After months of witnessing new restrictions placed on women in Afghanistan—including limitations placed on their participation in everyday life, access to education, and, this week, the right to work for nongovernmental organizations (NGOs)—Doctors Without Borders/Médecins Sans Frontières (MSF) strongly condemns the Islamic Emirate of Afghanistan’s erasure of women from public life in the country.
“More than 51 percent of our medical staff [in Afghanistan] are women,” said Filipe Ribeiro, MSF country representative in Afghanistan. “We are talking about nearly 900 doctors, nurses, and other professionals who strive every day to give thousands of Afghans the best care possible. MSF operations couldn’t exist without them. This newest directive is just another step in a systematic attempt to expunge women’s presence from the public domain—to everyone’s detriment.”
Female workers play a critical role in the provision of humanitarian assistance and health care services in Afghanistan—a country where people are mostly dependent on humanitarian aid and face extreme poverty in part fueled by skyrocketing unemployment. No organization—however big or small—can deliver assistance to communities in need without the participation of women.
The consequences of this latest decree will hit vulnerable groups the hardest, such as female patients and children, for whom it will become even more difficult—if not impossible—to see physicians.
For the time being, all of MSF's activities have been maintained as our female colleagues continue to work unhindered in the health facilities managed by MSF and the Ministry of Health. This must not change: Prohibiting women from working would effectively prevent women and girls from accessing health care.
Excluding women from the work force is against every principle of humanity and medical ethics to which health professionals subscribe. “If women are prevented from working in health facilities, and if women can only be treated by women, then it will be virtually impossible for them to access health care,” said Ribeiro. “As a result, no health care provider, including MSF, will be able to deliver medical services in Afghanistan.”
“Over 90 percent of our medical staff in Khost Maternity Hospital are females,” said Ribeiro. “They assist with the delivery of 1,800 babies every month. If this policy is fully implemented, more mothers will face additional—perhaps insurmountable—barriers to prenatal and postnatal services. They’ll have nowhere to go.”
In addition to the closure of secondary schools in March 2022, the Ministry of Higher Education recently announced the decision to ban women from attending private and public universities. This will undoubtedly worsen the situation in the long-term.
“The health care system in Afghanistan struggles to meet people’s basic needs,” said Ribeiro. “If patients can’t get treatment today, what will happen in the future when half of all potential medical students are not allowed to study. In Khost, we already find it challenging to fill all necessary positions, including gynecologists who are extremely scarce across the region. We need more female doctors, not fewer.”
In order for essential services to be available to all genders, they must be delivered by all genders. That is why MSF in Afghanistan remains committed to serve all those in need of medical care, by maintaining our current teams as they are.
In Afghanistan, MSF runs seven projects focused on secondary health care in Helmand, Kunduz, Herat, Khost, Kabul, Kandahar, and Bamiyan.

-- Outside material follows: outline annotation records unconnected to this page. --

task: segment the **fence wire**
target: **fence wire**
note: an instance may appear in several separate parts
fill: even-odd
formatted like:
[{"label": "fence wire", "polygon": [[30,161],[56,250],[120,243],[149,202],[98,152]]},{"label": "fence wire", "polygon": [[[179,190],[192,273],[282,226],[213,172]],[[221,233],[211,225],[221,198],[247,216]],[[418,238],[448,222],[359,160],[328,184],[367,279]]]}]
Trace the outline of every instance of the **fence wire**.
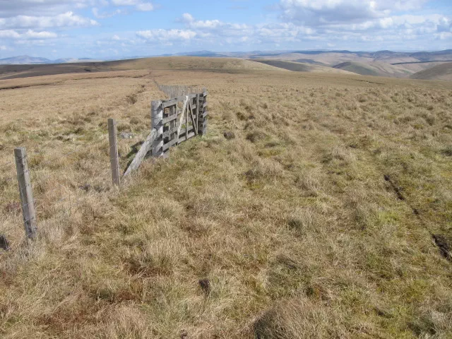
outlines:
[{"label": "fence wire", "polygon": [[[128,139],[123,139],[123,141],[126,142]],[[89,201],[90,197],[97,196],[95,198],[100,198],[102,194],[112,189],[112,186],[109,150],[114,145],[105,143],[105,141],[108,141],[108,135],[95,141],[76,145],[75,149],[56,156],[52,153],[49,160],[39,162],[32,166],[30,166],[32,155],[28,154],[23,158],[18,158],[18,161],[23,159],[28,160],[28,169],[18,176],[24,176],[26,174],[30,175],[33,199],[25,204],[20,202],[20,196],[22,196],[29,187],[18,189],[18,177],[17,174],[0,177],[0,189],[0,189],[0,215],[2,215],[4,225],[6,222],[16,225],[32,221],[23,220],[21,217],[23,208],[26,208],[33,203],[39,228],[48,230],[49,227],[61,227],[69,222],[73,213],[85,201]],[[87,173],[83,172],[84,167],[81,163],[89,160],[87,160],[85,158],[74,160],[73,157],[73,155],[80,153],[88,150],[93,152],[94,149],[97,151],[95,156],[99,157],[101,160],[100,162],[102,162],[102,165],[93,167],[86,175]],[[55,164],[62,160],[66,161],[69,165],[66,163],[57,165],[56,168],[54,168]],[[123,158],[123,160],[126,159]],[[6,162],[3,165],[4,167],[12,165],[16,170],[15,160]],[[61,168],[64,166],[66,166],[66,168]],[[120,172],[122,172],[121,166],[119,163]],[[2,168],[0,167],[0,170]],[[4,230],[0,228],[0,235],[3,233]]]}]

More than 1,700 medical professionals work for MSF in Afghanistan, 894 of whom are female, 835 are male. In 2022, MSF teams provided more than 250,000 outpatient consultations, 42,000 inpatient admissions, 71,000 emergency room admissions, 11,000 surgical interventions, and 35,000 deliveries. Across MSF’s projects, there were 5,000 children enrolled at the ambulatory therapeutic feeding centers, 7,000 children admitted to the inpatient therapeutic feeding centers, 9,500 measles patients treated, 22,000 consultations for drug-sensitive tuberculosis, 2,000 drug-sensitive tuberculosis patients started on treatment, and 80 drug-resistant tuberculosis patients enrolled on treatment.